I am working on the following problem.
Let $X_{n}, n=1,2, \ldots,$ be independent random variables with identical distribution. Show that $X_{n} / n^{p} \rightarrow 0$ a.s. if and only if $E\left(\left|X_{n}\right|^{1 / p}\right)<\infty$ for $p>0$.
The hint suggests that using Borel-Cantelli lemma, but I don't have any idea how to apply it. Any more hint is appreciated.
- Edit.
One suggested the counterexample. How about the case if the random variables are identically distributed?
Best Answer
First, it suffices to solve the case $p=1$. Indeed, assume that we showed that $X_{n} / n \rightarrow 0$ a.s. is equivalent to $E\left(\left|X_{1}\right| \right)<\infty$ for each i.i.d. sequence $(X_n)_n$. Then for a general $p$, apply this to $X'_n=\lvert X_n\rvert^{1/p}$ instead of $X_n$ and conclude with the equivalences $$ X_n/n^p\to 0a.s.\Leftrightarrow {X'_n}^p/n^p\to 0 a.s.\Leftrightarrow {X'_n} /n\to 0 a.s.\Leftrightarrow E\left(\left|X'_{1}\right| \right)<\infty\Leftrightarrow E\left(\lvert X_1\rvert^{1/p} \right)<\infty. $$
As a second step, note that $X_{n} / n \rightarrow 0$ a.s. if and only if for each positive $\varepsilon$, $\sum_{n\geqslant 1}\mathbb P\left(\lvert X_n\rvert/n\gt \varepsilon\right)$ converges. This is a consequence of the Borel-Cantelli lemma.
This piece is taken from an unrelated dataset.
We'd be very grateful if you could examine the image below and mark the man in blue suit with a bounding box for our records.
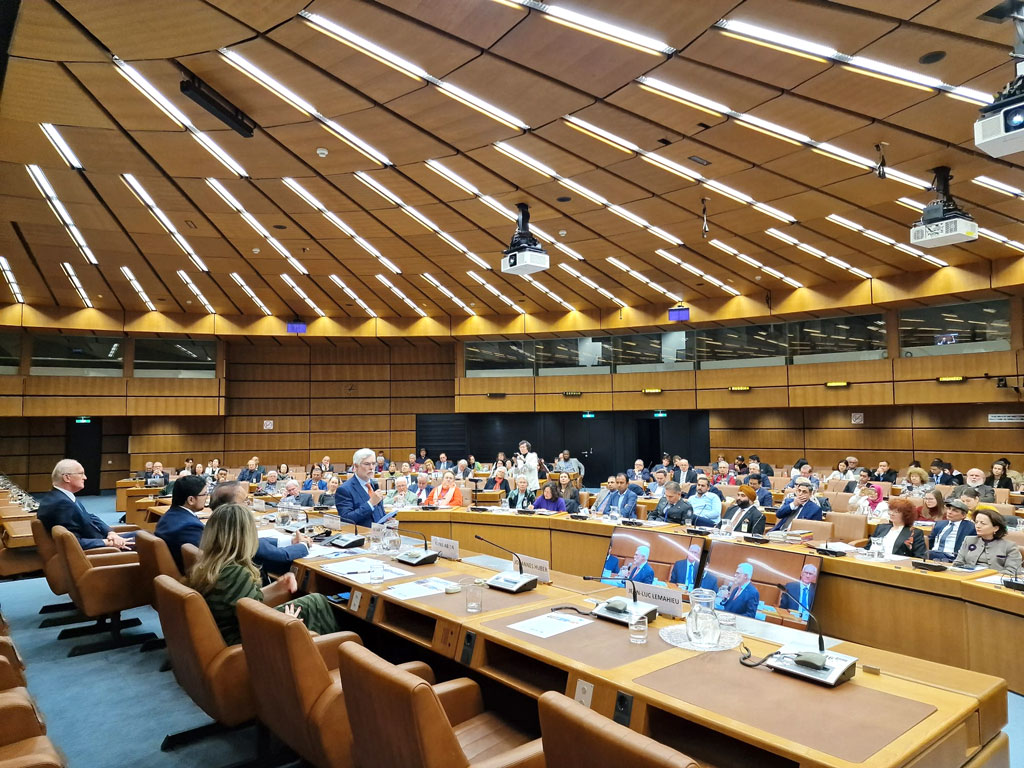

To conclude, notice that since the random variable $X_n$ has the same law as $X_1$, $\mathbb P\left(\lvert X_n\rvert/n\gt \varepsilon\right)=\mathbb P\left(\lvert X_1\rvert/n\gt \varepsilon\right)$ and a random variable $X$ is integrable if and only if $\sum_{n\geqslant 1}\mathbb P\left(\lvert X\rvert \gt n\right)$ converges.